Net Neutrality Rider Stricken from Budget Deal?

From reports of tonight’s budget deal, it sounds like major policy riders like those affecting the EPA’s and FCC’s major initiatives are out, although abortion-related riders are in the deal.   Meanwhile the House voted to repeal the FCC’s modest net neutrality rules, endorsed even by AT&T.  The arguments invoked in favor of repeal seemed to believe that the Internet industry and the World Wide Web were born and commercialized in a deregulated environment interrupted only by the FCC in 2008:

In arguing their case, the Republicans ignored a crucial part of the Internet’s history. They frequently quoted a Democratic FCC Chairman, William Kennard, from 1999, in calling for a deregulatory approach to the then-evolving Internet. What the legislators, including Rep. Marsha Blackburn (R-TN), overlooked was that in 1999, access to the online world was provided largely by telephone companies, which were regulated as common carriers.

If a consumer back then had wanted to dial into AOL, Prodigy or CompuServe, the big online services of that era (not today’s AOL), no telephone company could have legally redirected the call to their own service. It would have been a violation of the Communications Act.

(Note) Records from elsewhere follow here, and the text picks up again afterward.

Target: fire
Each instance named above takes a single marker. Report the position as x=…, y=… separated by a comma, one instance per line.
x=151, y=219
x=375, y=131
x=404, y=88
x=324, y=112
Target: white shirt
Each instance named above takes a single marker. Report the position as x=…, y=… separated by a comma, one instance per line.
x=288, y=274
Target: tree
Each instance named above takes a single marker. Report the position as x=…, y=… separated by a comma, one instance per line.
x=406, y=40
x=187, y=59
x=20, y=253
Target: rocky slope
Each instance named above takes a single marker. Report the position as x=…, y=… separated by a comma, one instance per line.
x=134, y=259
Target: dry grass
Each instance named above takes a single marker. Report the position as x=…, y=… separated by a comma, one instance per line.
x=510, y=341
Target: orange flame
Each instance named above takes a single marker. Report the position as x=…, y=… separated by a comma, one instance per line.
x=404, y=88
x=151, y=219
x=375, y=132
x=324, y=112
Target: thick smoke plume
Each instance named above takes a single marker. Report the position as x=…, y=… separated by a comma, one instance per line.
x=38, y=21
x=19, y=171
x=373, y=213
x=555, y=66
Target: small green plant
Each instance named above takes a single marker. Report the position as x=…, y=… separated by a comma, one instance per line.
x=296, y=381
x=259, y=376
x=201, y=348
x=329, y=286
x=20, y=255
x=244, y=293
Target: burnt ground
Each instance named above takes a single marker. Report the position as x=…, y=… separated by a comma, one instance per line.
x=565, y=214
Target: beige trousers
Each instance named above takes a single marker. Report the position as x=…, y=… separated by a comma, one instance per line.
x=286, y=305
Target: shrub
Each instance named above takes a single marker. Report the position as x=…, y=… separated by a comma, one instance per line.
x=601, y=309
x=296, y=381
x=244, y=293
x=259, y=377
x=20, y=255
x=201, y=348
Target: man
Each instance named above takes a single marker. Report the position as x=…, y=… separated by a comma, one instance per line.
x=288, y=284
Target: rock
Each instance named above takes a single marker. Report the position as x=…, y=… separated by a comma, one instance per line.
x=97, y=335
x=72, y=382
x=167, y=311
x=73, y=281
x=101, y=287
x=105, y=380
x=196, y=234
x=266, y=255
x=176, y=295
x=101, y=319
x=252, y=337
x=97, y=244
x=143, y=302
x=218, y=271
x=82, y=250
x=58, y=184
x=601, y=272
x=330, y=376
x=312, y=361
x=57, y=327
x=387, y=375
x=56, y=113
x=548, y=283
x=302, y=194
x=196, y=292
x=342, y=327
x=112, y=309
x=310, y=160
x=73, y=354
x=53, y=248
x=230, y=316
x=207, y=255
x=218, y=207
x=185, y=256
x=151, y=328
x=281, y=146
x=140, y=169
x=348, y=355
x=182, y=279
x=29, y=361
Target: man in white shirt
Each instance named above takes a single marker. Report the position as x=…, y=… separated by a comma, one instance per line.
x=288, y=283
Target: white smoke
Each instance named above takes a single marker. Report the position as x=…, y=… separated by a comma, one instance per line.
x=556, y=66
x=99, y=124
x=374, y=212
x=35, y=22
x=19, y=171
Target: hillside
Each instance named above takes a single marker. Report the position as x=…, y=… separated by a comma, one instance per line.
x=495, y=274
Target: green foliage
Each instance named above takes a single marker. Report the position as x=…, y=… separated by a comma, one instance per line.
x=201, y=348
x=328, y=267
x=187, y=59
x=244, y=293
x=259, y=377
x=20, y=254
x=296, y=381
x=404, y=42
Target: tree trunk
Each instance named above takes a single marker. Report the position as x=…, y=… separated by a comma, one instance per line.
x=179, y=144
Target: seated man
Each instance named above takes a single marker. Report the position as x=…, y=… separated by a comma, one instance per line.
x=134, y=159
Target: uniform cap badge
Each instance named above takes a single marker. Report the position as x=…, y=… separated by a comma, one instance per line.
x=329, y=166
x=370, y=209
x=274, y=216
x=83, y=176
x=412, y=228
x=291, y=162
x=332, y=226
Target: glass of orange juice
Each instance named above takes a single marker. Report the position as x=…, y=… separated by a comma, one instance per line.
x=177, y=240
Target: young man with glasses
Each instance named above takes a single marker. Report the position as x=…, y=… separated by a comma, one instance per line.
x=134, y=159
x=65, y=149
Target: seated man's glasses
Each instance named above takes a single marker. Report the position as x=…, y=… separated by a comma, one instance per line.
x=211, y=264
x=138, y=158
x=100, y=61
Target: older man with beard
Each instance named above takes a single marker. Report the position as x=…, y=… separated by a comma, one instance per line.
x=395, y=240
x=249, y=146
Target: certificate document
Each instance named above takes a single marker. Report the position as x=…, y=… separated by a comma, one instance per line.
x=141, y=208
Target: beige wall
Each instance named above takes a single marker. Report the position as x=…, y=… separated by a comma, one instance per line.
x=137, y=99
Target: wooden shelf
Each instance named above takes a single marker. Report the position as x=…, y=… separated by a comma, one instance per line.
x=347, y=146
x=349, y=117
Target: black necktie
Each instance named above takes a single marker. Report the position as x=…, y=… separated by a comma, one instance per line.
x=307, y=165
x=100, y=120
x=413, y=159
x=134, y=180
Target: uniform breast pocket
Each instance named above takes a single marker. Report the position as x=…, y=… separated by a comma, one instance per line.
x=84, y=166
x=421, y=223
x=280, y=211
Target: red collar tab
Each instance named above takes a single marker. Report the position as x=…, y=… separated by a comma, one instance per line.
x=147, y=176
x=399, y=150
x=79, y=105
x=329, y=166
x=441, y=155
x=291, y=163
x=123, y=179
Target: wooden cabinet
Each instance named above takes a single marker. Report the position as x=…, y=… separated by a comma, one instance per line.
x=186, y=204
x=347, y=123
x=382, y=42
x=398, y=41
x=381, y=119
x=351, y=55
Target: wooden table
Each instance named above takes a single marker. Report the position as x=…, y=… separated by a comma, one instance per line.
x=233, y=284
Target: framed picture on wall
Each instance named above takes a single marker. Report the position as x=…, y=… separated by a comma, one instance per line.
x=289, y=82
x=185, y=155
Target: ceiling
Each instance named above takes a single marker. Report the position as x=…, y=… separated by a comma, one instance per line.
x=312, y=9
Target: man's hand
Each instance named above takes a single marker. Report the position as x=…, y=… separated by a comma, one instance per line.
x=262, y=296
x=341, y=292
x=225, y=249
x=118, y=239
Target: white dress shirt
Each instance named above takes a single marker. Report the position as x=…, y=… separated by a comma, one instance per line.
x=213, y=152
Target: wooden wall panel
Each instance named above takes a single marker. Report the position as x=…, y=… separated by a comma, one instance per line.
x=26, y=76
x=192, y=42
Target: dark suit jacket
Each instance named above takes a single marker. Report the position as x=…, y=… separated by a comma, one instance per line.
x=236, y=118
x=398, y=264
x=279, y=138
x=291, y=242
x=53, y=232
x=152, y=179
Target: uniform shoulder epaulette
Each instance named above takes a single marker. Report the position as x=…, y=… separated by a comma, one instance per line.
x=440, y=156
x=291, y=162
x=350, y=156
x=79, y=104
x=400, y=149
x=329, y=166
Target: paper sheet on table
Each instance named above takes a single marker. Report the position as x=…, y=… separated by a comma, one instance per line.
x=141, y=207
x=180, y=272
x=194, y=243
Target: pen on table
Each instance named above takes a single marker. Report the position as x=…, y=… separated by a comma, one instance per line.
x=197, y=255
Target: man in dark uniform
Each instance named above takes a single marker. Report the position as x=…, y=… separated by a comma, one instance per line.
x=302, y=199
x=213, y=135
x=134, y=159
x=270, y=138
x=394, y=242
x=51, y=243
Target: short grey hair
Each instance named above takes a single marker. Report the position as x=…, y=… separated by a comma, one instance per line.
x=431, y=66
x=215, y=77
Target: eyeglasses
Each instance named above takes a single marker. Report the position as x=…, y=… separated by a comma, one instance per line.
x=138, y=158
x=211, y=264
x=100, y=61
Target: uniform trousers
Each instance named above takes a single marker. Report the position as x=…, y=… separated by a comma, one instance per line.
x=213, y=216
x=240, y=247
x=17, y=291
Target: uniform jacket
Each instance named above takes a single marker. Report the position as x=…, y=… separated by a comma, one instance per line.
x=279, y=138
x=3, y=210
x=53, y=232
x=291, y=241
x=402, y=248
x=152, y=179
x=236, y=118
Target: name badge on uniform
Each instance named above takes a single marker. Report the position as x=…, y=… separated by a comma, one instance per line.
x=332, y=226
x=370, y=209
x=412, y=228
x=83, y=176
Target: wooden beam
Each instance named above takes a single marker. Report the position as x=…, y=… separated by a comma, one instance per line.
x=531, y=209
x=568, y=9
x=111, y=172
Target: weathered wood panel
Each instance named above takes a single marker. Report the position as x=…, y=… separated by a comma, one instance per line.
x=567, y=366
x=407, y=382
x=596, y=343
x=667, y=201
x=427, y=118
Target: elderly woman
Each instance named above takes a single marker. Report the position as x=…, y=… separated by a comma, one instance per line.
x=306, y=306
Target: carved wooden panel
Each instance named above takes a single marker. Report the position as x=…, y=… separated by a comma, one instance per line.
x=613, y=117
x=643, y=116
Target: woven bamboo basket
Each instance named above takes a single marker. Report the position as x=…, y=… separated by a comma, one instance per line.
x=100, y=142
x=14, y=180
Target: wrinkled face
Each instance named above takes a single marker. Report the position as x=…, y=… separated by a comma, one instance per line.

Of course, some of those voting for unrestrained censorship of the Web by local broadband monopolies know exactly what they are voting for, insofar as there is a convergence of interests in the commercial and political sectors:

[A 2005 broadband] transaction would give Comcast and TimeWarner unprecedented power to influence local or national politics.  Comcast’s recent actions blocking a political email, whether by accident or design, should send a clarion call to the Commission that it cannot allow Applicants to exercise regional dominanceover residential broadband. See e.g. David Swanson, “How Comcast Censors Political Content,” OpEd News/After Downing Street (Jul. 17, 2005).  After Downing Street is an organization formed to publicize the so-called “Downing Street Memos,” British government documents that political activists claim prove that President Bush deliberately misled the American people to justify the invasion of Iraq. Through the use of the website afterdowningstreet.org, After Downing Street organizes political events, and helps people with like-minded views communicate and organize. After Downing Street uses the internet in no small part because its founders believe the “corporate media” have suppressed coverage of the Downing Street memos and stifled debate on the issue. In short, afterdowningstreet.org is precisely the sort of internet “soap box” celebrated by the Supreme Court and the Commission as shining examples of First Amendment freedom.

Unannounced, Comcast began blocking any email which contained afterdowningstreet.org in the body of the email. This had the effect of immediately cutting off After Downing Street from all Comcast subscribers. Worse, because Comcast did not tell either its subscribers or After Downing Street that it had initiated a blocking policy, the failure of After Downing Street to reach interested listeners went unnoticed for nearly a week. The block interfered with After Downing Street’s efforts to organize events for July 23rd, 2005, the third anniversary of the actual Downing Street memos.
Politicians often find that corporate control over the means of telecommunication help shield the abuses of politicians.  For example, the role of politicians in distorting the media system itself has been suppressed by some media corporations, who choose not to cover FCC news and media law events, such as the National Conference on Media Reform.